Edit: and yes, you are right that people living off the land were usually doomed if they got significantly sick. But this is also true of, for example, everyone living on minimum wage in the US today, so I fail to see what's improved.



> But this is also true of, for example, everyone living on minimum wage in the US today, so I fail to see what's improved.

No it’s not and it takes a shocking amount of willful ignorance to suggest otherwise. If you become very ill in the US you just show up to an ER and they fix the problem. The ER cannot refuse you because you are poor. You deal with bankruptcy/hospital negotiations after. This brings me to my next point.

If you are on minimum wage in the US, there is Medicaid (and additional government health coverage in some states like California) for low income households. Not only do you get health coverage at minimum wage, it doesn’t even bankrupt you if you’re making use of the resources available.

If you’re living off the land, you eat some contaminated fruit and you die. You get a bad infection, you die. You get a bad gash, you might bleed out or get an infection and die. Bad water, giardia, maybe dead. These are all trivial for anyone to get fixed in the US and they are effectively non-issues (for people who actually seek treatment).

Additionally, entire classes of problems that plagued nomads (contaminated water, hookworm, etc) are gone because of drinkable tap water (a few fucked up communities not-withstanding) and sewage systems.

Your equivocation between those living off the land and a minimum wage US worker indicates to me you’ve never experienced low income life nor realize how many benefits of society you can still enjoy. Public education, libraries, OTA TV, parks, heating assistance (in the north at least), food stamps, Medicaid, discounted housing, etc.

If you can’t see how that’s better than living off of the land, I suspect your beef is with the lifestyle of modern civilizations and no amount of income will satisfy your comparison.


First of all, all of your examples just show that someone living for minimum wage in the US is actually making way more than 42 USD/day ((7.25 USD * 40h work week) / 7 days) by the WB standards, as all those additional protections are counted in the adjusted income. How would the poverty stats look if you took extreme poverty to be 40 USD/day?

Secondly, you can live off the land and still live in a country with a functional health system. I'm not discussing nomad hunter-gatherers here, just people who don't live off a wage, like traditional farmers and rural tribes (who still have money from trading their goods for example, and can live pretty wealthy lives, but contribute disproportionately little to GDP).

Overall the point was that people can and have been living outside of any standard of poverty for a long time in areas that nominally have very little GDP per capita, and are often getting counted as extreme poverty in stats older than 1981.
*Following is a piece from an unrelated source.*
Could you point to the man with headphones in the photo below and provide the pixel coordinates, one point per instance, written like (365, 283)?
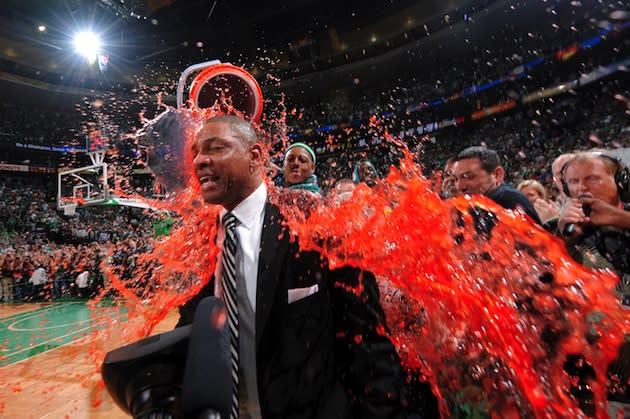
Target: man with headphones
(595, 225)
(597, 185)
Related to medical coverage, I was thinking more along the lines of cancer or serious chronic diseases, not acute poisoning or broken limbs. The kind of diseases that not only cost serious money to overcome in a privatized health system, but also destroy your ability to work and earn money when you're whole livelihood is dependent on a wage - even if Medicaid can cove the direct medical expenses.
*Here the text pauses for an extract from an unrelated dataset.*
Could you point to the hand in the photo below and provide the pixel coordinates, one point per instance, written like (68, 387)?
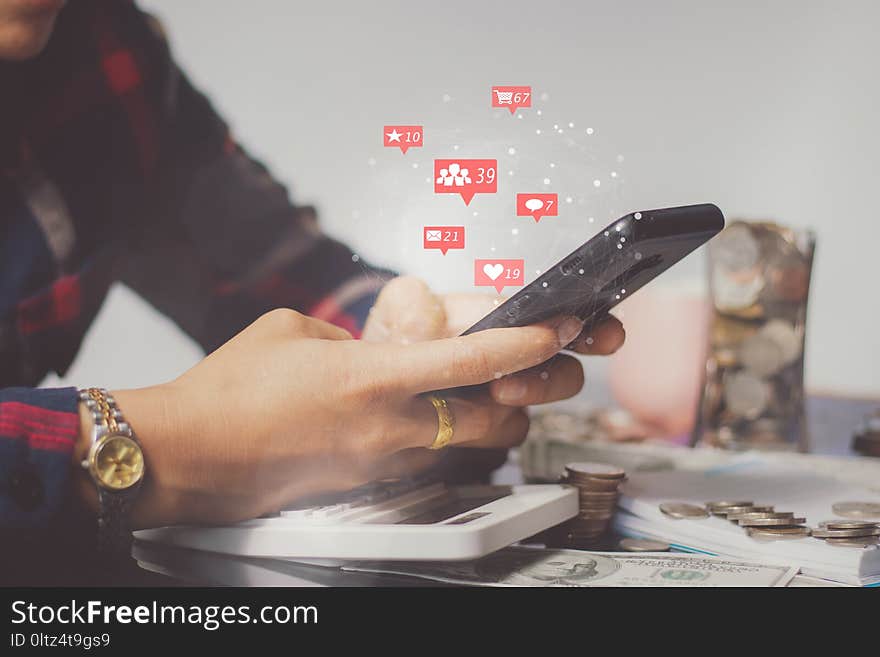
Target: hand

> cancer or serious chronic diseases

Everybody must die from something so how could anybody possibly not be in poverty by this standard? Do you only count diseases which can be treated with enough money?
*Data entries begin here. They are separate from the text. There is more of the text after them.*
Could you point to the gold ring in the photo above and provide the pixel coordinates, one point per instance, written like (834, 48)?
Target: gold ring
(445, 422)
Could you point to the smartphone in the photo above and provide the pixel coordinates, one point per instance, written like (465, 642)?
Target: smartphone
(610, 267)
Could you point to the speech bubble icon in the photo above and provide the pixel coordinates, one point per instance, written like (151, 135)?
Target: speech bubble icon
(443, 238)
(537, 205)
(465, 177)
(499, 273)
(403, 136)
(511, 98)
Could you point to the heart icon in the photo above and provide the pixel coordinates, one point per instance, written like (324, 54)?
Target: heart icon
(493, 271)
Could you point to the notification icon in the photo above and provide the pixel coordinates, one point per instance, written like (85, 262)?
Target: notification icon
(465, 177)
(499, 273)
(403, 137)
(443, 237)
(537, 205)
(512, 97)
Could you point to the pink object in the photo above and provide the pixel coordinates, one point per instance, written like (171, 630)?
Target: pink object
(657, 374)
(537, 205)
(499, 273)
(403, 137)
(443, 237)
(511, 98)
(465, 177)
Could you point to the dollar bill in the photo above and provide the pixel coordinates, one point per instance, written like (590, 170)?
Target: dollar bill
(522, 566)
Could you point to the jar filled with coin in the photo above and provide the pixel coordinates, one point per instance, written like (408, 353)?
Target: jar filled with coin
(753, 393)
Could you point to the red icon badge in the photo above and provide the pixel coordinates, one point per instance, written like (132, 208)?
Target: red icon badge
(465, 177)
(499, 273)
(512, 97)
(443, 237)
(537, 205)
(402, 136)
If a new cancer treatment was discovered but it was incredibly expensive, perhaps requiring a team of specialists to provide exclusive continuous care to the patient for the entire rest of their life, then almost nobody could afford it and suddenly the entire world would be plunged into extreme poverty through lack of access to it. So you obviously have to accept that not everybody can have access to all possible lifesaving medical care if the world doesn't have the resources to provide it. There are already some personalized cancer treatments that come close to that. These are a net improvement for healthcare but they look like a regression by making poverty relatively worse.

You're probably right that extreme poverty is increasing if you keep broadening the definition as people get wealthier.